5 Safety
This section describes safety outcomes from the published literature that the committee considered as part of the evidence about this procedure. For more detailed information on the evidence, see the interventional procedure overview.
5.1
Avascular necrosis without chondrolysis was reported in 3% (2/70) of hips with chronic slips and open growth plates, 16% (6/38) of hips with acute‑on‑chronic slips, and 14% (1/7) of hips with chronic slips and fused growth plates, in a case series of 110 patients (115 hips) treated by open reduction without dislocation. In the same study avascular necrosis plus chondrolysis was reported in 1% (1/70) of hips with chronic slips and open growth plates, 8% (3/38) of hips with acute‑on‑chronic slips, and 14% (1/7) of hips with chronic slips and fused growth plates.
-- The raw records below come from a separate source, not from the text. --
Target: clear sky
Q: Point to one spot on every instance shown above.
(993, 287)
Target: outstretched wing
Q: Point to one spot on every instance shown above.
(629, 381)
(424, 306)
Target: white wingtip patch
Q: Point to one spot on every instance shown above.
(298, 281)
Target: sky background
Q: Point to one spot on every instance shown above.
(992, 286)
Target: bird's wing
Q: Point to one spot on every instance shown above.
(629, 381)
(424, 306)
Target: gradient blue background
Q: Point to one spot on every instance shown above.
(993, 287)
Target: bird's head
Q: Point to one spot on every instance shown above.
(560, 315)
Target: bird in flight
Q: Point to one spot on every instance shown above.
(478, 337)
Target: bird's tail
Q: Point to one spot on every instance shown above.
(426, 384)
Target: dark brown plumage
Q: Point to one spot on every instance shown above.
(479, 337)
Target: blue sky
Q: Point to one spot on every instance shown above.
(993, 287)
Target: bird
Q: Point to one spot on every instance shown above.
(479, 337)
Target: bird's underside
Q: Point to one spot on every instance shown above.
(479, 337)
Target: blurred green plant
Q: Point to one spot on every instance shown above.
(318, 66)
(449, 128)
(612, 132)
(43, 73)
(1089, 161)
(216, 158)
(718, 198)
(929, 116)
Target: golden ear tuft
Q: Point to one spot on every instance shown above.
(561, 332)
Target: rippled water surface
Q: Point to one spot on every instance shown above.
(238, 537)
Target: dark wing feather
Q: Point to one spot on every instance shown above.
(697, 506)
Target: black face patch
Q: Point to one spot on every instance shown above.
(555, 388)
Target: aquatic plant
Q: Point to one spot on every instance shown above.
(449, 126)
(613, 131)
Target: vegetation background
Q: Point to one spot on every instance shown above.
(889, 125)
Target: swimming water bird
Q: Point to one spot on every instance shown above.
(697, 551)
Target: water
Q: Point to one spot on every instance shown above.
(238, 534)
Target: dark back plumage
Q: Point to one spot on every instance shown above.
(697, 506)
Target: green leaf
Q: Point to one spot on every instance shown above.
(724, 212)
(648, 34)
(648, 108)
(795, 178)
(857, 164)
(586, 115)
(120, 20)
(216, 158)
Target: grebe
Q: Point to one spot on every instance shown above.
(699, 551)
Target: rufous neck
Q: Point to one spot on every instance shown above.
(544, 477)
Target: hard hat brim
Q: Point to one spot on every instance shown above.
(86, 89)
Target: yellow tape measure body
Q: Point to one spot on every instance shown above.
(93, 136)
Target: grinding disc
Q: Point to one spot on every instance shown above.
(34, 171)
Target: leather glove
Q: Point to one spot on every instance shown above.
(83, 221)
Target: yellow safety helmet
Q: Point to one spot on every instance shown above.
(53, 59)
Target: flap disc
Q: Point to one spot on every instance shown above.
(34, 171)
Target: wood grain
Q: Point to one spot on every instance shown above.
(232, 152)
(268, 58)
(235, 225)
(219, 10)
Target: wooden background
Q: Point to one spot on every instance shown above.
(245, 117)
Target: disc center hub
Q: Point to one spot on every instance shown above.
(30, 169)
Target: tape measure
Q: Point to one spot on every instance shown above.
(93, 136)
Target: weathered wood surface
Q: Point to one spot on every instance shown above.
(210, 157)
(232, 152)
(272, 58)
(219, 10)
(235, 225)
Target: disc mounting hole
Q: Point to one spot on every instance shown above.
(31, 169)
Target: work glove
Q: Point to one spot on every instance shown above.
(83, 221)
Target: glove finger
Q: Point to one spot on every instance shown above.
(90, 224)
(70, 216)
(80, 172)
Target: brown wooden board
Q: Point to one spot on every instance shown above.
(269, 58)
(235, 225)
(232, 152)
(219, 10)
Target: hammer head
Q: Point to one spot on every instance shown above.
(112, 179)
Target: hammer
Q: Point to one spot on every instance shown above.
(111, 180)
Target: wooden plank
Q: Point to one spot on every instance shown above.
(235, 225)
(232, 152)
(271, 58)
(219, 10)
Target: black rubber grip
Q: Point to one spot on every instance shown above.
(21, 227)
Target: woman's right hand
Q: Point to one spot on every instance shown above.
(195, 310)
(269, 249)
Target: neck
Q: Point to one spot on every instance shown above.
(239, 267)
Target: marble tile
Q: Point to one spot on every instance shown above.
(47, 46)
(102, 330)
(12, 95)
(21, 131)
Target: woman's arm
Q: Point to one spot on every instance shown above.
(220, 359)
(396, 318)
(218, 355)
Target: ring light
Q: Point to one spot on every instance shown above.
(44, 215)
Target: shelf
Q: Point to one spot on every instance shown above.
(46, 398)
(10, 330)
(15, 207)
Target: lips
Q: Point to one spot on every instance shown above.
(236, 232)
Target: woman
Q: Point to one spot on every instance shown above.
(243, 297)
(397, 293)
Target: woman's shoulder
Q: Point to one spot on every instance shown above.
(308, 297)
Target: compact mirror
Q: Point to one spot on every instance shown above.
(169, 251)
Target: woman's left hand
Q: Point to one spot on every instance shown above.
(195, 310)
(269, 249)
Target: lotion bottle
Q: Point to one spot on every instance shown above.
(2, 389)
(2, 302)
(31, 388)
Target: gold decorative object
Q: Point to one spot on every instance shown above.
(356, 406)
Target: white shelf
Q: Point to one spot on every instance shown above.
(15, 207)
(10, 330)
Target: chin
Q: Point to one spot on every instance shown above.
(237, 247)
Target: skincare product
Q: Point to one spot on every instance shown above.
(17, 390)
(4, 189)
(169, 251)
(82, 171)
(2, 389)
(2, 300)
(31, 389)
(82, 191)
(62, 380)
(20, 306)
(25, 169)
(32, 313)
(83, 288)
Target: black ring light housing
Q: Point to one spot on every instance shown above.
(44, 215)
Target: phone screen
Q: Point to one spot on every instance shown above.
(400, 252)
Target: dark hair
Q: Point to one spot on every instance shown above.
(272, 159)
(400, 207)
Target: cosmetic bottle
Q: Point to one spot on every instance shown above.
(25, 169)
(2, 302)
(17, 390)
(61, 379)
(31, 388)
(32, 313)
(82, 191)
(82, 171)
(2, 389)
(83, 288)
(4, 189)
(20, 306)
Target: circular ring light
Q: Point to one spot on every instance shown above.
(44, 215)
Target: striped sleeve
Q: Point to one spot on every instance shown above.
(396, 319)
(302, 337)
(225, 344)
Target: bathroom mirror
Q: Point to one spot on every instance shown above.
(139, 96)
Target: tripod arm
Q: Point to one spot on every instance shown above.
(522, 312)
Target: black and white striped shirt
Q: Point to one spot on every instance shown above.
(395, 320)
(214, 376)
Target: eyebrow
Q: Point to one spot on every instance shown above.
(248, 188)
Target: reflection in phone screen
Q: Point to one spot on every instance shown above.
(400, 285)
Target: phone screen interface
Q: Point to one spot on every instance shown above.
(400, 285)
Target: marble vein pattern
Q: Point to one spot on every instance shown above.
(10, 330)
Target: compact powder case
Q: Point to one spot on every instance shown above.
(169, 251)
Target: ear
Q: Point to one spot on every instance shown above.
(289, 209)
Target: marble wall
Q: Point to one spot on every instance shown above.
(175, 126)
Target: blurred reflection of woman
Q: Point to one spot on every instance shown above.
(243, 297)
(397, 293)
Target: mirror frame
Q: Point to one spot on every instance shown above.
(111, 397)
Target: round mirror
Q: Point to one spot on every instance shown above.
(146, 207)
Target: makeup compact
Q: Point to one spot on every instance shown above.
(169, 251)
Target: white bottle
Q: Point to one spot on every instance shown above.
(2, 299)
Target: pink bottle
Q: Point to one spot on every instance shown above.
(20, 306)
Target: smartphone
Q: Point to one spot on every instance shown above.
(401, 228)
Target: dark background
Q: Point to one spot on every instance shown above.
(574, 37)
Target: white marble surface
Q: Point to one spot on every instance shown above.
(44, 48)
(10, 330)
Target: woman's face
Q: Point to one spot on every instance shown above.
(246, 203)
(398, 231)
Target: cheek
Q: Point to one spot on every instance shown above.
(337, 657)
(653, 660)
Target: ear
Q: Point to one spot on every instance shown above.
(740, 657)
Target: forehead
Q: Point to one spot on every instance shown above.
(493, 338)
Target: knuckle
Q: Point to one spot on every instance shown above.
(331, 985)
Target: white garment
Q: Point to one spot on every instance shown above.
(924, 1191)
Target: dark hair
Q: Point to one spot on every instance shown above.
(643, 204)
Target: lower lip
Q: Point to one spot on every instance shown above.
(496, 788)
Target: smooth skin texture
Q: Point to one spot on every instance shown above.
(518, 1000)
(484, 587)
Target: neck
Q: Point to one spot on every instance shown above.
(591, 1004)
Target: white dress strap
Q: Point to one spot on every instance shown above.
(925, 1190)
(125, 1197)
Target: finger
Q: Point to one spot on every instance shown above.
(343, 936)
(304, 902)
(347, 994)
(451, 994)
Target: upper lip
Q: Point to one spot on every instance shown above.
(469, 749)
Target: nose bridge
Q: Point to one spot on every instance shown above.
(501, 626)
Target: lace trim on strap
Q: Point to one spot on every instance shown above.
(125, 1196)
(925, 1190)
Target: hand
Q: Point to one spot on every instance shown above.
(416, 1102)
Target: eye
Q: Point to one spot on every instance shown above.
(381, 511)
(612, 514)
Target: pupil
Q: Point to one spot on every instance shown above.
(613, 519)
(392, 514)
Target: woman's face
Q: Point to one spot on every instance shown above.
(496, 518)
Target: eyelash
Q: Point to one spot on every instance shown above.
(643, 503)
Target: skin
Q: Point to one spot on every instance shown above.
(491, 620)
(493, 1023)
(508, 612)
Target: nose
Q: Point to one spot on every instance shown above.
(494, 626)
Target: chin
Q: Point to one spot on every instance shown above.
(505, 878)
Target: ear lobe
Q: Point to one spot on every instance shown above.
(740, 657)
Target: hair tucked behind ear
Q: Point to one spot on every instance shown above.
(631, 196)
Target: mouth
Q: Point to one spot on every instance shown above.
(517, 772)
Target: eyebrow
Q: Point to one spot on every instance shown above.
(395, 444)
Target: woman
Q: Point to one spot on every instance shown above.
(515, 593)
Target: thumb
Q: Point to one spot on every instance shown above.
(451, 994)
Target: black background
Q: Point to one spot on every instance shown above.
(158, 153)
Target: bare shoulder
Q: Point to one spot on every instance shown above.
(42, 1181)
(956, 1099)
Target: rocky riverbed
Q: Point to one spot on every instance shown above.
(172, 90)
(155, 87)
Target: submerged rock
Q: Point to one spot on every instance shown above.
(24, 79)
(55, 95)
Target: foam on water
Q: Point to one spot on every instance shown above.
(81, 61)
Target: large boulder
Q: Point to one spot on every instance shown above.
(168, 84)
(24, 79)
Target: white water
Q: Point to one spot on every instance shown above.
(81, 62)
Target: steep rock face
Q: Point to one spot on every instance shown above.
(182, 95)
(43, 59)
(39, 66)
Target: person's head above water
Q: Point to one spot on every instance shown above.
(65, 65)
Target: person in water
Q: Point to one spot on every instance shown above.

Chondrolysis alone was reported in 7% (5/70) of hips with chronic slips and open growth plates, 3% (1/38) of hips with acute‑on‑chronic slips, and 43% (3/7) of hips with chronic slips and fused growth plates.
5.2
Avascular necrosis was reported in 26% (7/27) of patients at a mean of 21.4 weeks in a case series of 27 patients treated by open reduction with surgical dislocation.
5.3
Osteoarthritis was reported in 40% (19/48) of hips at mean follow‑up of 16 years in a case series of 65 patients (66 hips) treated by open reduction without dislocation: 19% (9/48) of hips developed grade I osteoarthritis, 6% (3/48) developed grade II osteoarthritis and 15% (7/48) developed grade III osteoarthritis.
5.4
Reoperation, 6 to 8 weeks after surgery, was needed in 8% (3/40) of patients because of breakage of screw or wire fixations in a case series of 40 patients treated by open reduction with dislocation.
5.5
Permanent partial paralysis of the sciatic nerve was reported in 1 patient in the case series of 65 patients (66 hips) treated by open reduction without dislocation.
5.6
Wound infections were reported in 3% (2/66) of hips in the case series of 65 patients (66 hips) treated by open reduction without dislocation.
5.7
Non‑union of the femoral neck was reported in 9% (4/43) of patients in a case series of 43 patients treated by open reduction with dislocation. All patients were treated by revision surgery.
5.8
Heterotrophic ossification was reported in 8% (3/40) of patients in the case series of 40 patients treated by open reduction with dislocation. No further details were provided.
5.9
In addition to safety outcomes reported in the literature, specialist advisers are asked about anecdotal adverse events (events which they have heard about) and about theoretical adverse events (events which they think might possibly occur, even if they have never done so). For this procedure, specialist advisers listed the following anecdotal adverse events: stiffness and fracturing around implants. They considered that the following was a theoretical adverse event: non‑union of the femoral neck.